Kimberly Eison Simmons is currently an Associate Professor of Anthropology and African American Studies and Interim Director of African American Studies at the University of South Carolina. She received her B.A. in Spanish from Grinnell College and her Ph.D. in Anthropology from Michigan State University where she was also a Researcher-in-Residence with the African Diaspora Research Program. Much of her research focuses on women’s organizations, Afro-Dominicanness, African American culture and experience, and the cultural construction of identity in the African Diaspora focusing on African Americans and Afro-Latinos/as. She is the author of Reconstructing Racial Identity and the African Past in the Dominican Republic (University Press of Florida, 2009) and co-editor of Afrodescendants, Identity, and the Struggle for Development in the Americas (Michigan State University Press, 2012). She is currently working on a book focusing on Afro- Dominicanness, identity, and the politics of natural hair. She is also past President of the Association of Black Anthropologists.

Teaching 

ANTH 102:   Understanding Other Cultures

ANTH 231/AFAM 303:   African American Cultures

ANTH 234:   Caribbean Cultures

ANTH/AFAM 517:   An Anthropological View of Blacks in Film

ANTH/AFAM 580:   Culture and Identity in the African Diaspora

ANTH 730: Theory Through Ethnography

Research Interests

Cultural anthropology, race & ethnicity, gender, color and colorism, identity formation, women's formations, natural hair movement, African American and Afro-Latin American culture and experience, African diaspora

Research 

Topics of Interest: racialization and socialization processes; identity formation; cultural construction of race and gender; women’s organizations; international migration; African American culture, color, and colorism; Black ethnic groups in the United States; African American – Latino relations; and African Diaspora communities. Geographic Areas of Interest: Dominican Republic, United States, Brazil, the African Diaspora, and Latin America and the Hispanic Caribbean.

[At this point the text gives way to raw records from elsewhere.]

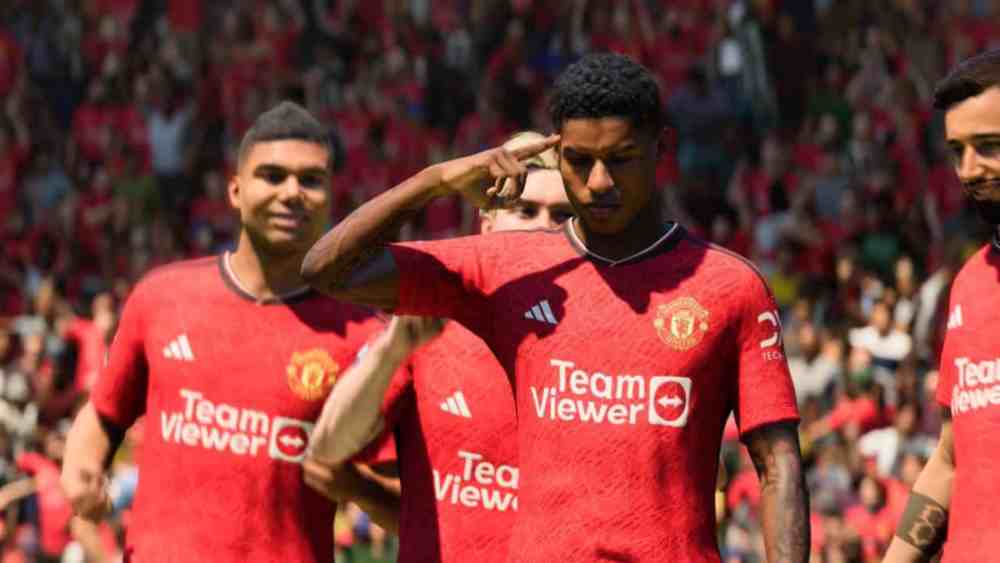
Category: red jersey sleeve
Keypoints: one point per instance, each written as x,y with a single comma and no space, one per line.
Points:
947,372
120,392
764,386
445,278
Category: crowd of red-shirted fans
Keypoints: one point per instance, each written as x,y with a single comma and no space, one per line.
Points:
803,139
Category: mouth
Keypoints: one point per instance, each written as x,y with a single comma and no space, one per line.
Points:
981,190
287,220
603,211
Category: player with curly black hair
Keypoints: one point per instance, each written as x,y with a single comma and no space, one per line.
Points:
628,341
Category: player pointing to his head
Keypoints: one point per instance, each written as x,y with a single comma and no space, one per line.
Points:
229,358
628,341
449,408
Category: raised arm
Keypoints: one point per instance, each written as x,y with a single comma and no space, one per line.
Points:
352,415
351,261
924,525
352,418
774,449
89,447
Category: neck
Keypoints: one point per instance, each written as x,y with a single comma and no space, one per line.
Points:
644,230
265,276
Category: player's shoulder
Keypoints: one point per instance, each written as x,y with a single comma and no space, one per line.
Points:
177,276
982,269
715,261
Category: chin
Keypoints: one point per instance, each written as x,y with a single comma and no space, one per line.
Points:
989,211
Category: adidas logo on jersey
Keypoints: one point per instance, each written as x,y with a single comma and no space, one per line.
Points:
179,349
541,312
955,318
456,405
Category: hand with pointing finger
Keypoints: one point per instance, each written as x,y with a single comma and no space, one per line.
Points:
480,177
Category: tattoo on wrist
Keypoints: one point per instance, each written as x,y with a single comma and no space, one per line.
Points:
924,524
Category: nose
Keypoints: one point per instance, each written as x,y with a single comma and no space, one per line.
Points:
970,166
544,220
600,180
290,189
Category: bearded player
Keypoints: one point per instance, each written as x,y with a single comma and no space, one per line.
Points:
956,494
449,407
229,358
647,339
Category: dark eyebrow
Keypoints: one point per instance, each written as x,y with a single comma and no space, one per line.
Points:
267,168
613,151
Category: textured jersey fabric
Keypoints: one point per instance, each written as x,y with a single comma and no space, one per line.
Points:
969,386
452,412
624,376
229,389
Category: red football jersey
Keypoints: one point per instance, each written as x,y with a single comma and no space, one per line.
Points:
969,385
452,412
624,372
230,389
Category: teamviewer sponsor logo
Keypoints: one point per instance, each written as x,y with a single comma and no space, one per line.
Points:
289,438
600,398
668,400
225,428
481,484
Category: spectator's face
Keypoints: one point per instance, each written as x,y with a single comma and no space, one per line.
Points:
972,131
543,205
881,318
282,194
609,168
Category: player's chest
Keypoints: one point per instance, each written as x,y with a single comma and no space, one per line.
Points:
269,361
466,407
664,331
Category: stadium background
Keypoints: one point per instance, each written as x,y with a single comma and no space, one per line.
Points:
804,140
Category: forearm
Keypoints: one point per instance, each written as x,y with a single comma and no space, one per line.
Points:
379,497
923,527
330,262
90,443
776,456
89,447
352,415
785,511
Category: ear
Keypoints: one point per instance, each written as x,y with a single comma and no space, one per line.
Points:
485,222
665,141
233,189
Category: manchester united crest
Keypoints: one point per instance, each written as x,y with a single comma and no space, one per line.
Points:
311,374
682,323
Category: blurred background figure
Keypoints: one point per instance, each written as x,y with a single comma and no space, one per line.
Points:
803,140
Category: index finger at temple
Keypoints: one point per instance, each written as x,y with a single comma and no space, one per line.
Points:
531,149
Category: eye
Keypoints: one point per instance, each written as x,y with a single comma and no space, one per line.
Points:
989,149
561,217
526,212
274,177
955,154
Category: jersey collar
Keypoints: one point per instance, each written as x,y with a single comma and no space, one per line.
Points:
673,235
233,283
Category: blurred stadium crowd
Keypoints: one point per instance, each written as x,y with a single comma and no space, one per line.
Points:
803,139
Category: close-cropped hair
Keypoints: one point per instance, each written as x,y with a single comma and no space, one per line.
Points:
285,121
607,85
968,79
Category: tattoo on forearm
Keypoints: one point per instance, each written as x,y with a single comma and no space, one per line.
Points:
924,524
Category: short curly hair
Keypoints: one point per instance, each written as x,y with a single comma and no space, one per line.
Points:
968,79
607,85
285,121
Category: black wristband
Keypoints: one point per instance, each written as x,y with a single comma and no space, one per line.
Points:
924,523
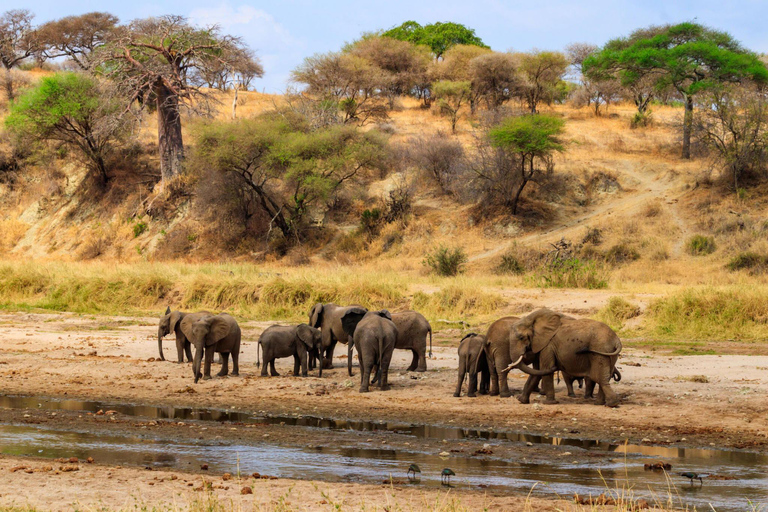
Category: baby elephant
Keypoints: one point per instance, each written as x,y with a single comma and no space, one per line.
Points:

Representative Publications 

2018 Race and Racialized Experiences in Childish Gambino’s “This is America.” Anthropology Now, September 2018, Volume 10(2): http://anthronow.com/book-reviews/this-is-america-reviewed.

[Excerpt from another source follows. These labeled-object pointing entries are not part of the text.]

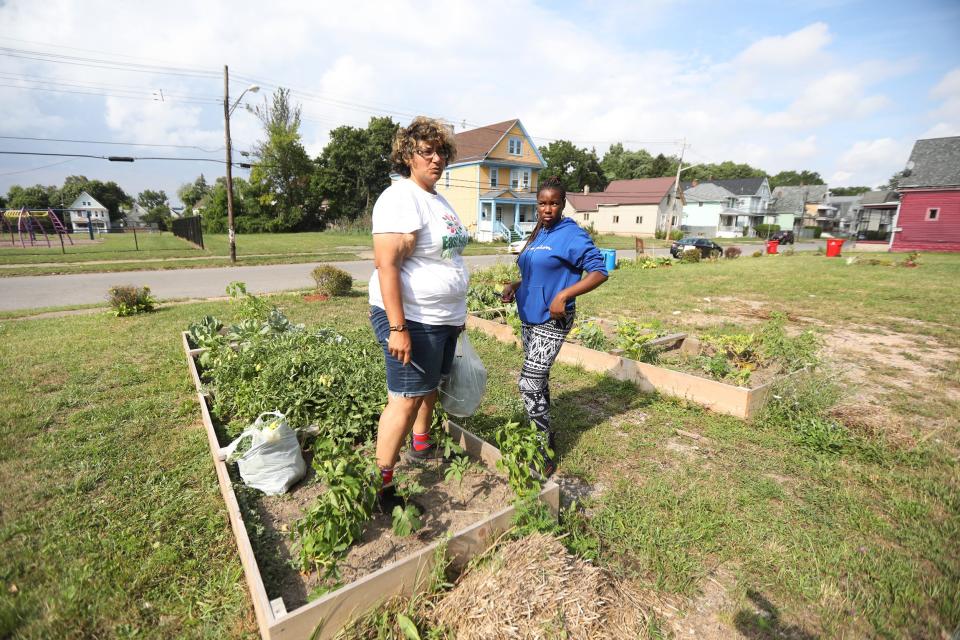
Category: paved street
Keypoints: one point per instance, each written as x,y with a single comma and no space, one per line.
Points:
32,292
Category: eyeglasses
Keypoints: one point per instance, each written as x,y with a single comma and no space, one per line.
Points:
427,154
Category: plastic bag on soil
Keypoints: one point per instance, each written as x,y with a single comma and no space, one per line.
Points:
462,391
273,463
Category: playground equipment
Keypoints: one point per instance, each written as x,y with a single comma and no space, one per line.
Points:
29,222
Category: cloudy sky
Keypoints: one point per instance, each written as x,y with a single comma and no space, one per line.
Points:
840,87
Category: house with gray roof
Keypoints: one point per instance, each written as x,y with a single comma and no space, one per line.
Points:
799,206
928,218
745,206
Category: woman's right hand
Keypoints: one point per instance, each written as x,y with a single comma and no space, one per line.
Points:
400,346
509,292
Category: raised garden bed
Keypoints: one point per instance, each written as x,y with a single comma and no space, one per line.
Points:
721,397
402,566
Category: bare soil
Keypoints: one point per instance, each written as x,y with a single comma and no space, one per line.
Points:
445,506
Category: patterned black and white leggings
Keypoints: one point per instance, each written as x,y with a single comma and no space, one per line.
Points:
541,344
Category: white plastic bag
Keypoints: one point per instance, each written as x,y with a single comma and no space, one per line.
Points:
462,391
274,462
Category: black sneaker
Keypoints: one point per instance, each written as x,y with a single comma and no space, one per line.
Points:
430,454
388,498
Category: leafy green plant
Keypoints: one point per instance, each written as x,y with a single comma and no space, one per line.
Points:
520,450
633,337
332,281
406,519
457,471
591,335
249,306
128,300
335,520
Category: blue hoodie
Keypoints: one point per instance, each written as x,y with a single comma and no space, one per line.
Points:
553,261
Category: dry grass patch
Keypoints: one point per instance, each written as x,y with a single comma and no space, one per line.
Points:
532,588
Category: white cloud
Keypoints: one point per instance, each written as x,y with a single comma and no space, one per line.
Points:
795,49
872,162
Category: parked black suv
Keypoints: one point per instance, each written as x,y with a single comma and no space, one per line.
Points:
783,237
705,246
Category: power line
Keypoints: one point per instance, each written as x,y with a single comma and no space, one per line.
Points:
113,158
46,166
126,144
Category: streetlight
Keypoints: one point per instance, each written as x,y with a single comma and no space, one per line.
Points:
227,112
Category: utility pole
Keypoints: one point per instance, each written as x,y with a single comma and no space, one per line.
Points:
231,236
676,191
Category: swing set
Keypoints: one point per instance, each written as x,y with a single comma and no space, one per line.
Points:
29,224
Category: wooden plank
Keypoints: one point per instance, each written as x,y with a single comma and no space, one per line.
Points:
714,395
251,571
325,616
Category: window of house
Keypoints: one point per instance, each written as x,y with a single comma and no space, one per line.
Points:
520,179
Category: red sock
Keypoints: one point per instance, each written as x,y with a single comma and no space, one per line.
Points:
421,441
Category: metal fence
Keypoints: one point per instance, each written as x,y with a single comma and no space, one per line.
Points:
189,229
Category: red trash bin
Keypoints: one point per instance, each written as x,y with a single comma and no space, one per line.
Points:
833,247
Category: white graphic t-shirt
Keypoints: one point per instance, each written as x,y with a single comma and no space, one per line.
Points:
433,280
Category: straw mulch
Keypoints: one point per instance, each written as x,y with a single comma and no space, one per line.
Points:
533,589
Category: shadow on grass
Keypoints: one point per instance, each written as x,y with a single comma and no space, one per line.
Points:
765,623
572,412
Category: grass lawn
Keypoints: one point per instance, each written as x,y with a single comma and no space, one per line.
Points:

2013 “W.E.B. Du Bois” in Theory in Social and Cultural Anthropology (Encyclopedia entry).

2012 Afro-Descendants, Identity, and the Struggle for Development in the Americas. Co-Edited volume with Bernd Reiter. Ruth Simms Hamilton African Diaspora Book Series. East Lansing: Michigan State University Press.

2012 “Navigating the Racial Terrain: Blackness and Mixedness in the United States and the Dominican Republic” in Bernd Reiter and Kimberly Eison Simmons (editors) Afro-Descendants, Identity, and the Struggle for Development in the Americas. East Lansing: Michigan State University Press (reprint - printed with permission with some minor edits).

2012 “Constructing and Promoting African Diaspora Identity in the Dominican Republic: The Emergence of Casa de la Identidad de las Mujeres Afro,” in African and Black Diaspora (Special Issue on Rewriting the African Diaspora in the Caribbean and Latin America), 5(1): 123-133.

2012 “Foreword” in The African Presence in Santo Domingo by Carlos Andújar (Michigan State University Press).

2011 "The Politics of Race and Representation: Melville J. Herskovits and the Issue of Blackness," (film review of Herskovits at the Heart of Blackness) in Current Anthropology, 52(3): 483-485 (June 2011).

2010 “Foreword” in Decolonizing Anthropology: Moving Further Toward an Anthropology for Liberation,” Faye V. Harrison (editor). Washington, D.C.: American Anthropological Association.

2009 Reconstructing Racial Identity and the African Past in the Dominican Republic. Gainesville: University Press of Florida. Paperback, January 2011.

Recent Accomplishments 

Advocate for African American Students Award, Center for the Education and Equity for African American Students, January 2019.

Pipeline for Academic Leadership (PAL) Fellow, 2014-15.

Michael J. Mungo Undergraduate Teaching Award, 2010.

President, Association of Black Anthropologists, 2008-2010.